Но все это не шло ни в какое сравнение с тем, что висело ниже на стене. Две толстые тесины, одна продольная, другая поперечная, а на ней - деревянная фигура мужчины, подвешенного за руки. Нет, не подвешенного. Я увидел - пригвожденного сквозь руки и ступни. На голове какая-то странная корона, которая впивалась колючками ему в лоб, и еще, похоже, в боку у него зияла рана. Все это было прекрасно вырезано.
– Значит, это их бог, да?
– спросил я у Иллуги Годи к большому раздражению Эйнара.
– Сын их бога, - ответил годи.
– Римляне прибили его к тем тесинам, но последователи Христа говорят, что он не умер.

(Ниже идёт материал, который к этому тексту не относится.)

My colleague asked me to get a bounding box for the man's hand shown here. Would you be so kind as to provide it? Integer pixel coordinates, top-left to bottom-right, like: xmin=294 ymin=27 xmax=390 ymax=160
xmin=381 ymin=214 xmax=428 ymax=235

Это производило впечатление. Я подумал, что ежели бог позволил прибить себя гвоздями к деревяшкам, то он не ахти какой бог - наши-то боги умные или, на худой конец, сильные воины, - однако, коль скоро он пережил все это и вышел из такой переделки с улыбкой, с этим Христом нужно считаться.
– У тебя все?
– язвительно спросил Эйнар, потом повернулся к Иллуги Годи.
– Так где это? Ты должен знать, жрец.
Иллуги Годи присел на корточки, порылся в своем мешке и вынул кости с рунами. Я увидел, как люди в буром начали махать туда-сюда руками - так, судя по всему, они чурались от злого глаза. Я рассмеялся. Иллуги не был злым.
Он бросил; кости звякнули. Он добыл из мешка горсть тонкого белого песка и сдул его с ладони в сторону алтаря, потом встал и улыбнулся.
– Здесь, - сказал он и указал на алтарь.
Понять, что именно там можно что-то спрятать, не составляло труда - во всем этом здании алтарь был едва ли не единственной вещью. И как я заметил, развеянный Иллуги песок лег неровно - там, где алтарь касался плит пола. Песок завалился в щели, что означало: под ними пустота. Ох, умен же был этот Иллуги Годи.
Эйнар и Валкнут осмотрели алтарь, но там ничего не было - ни ручки, ни какой-либо пометы. Недоумевая, они скребли в затылках, пока Гуннар Рыжий, более искушенный в устройстве тайников для сокровищ, не вышел вперед, не привалился к алтарю плечом и не толкнул.
Со скрежетом алтарь отодвинулся на несколько футов, открылись каменные ступени. Факел озарил маленькую кладовку, и содержимое ее вскоре вынесли наверх и разложили на плитах пола.
Там была тонкая серебряная тарелка, две металлические чаши - золотые, хмыкнул Иллуги - и две пустотелых серебряных палки, которые, как сказал Гуннар Рыжий, служили державами для толстых сальных свечей. Странно говорить об этом сейчас, но я никогда не видел таких и столь дивился на них, что чуть не пропустил дальнейшие чудеса.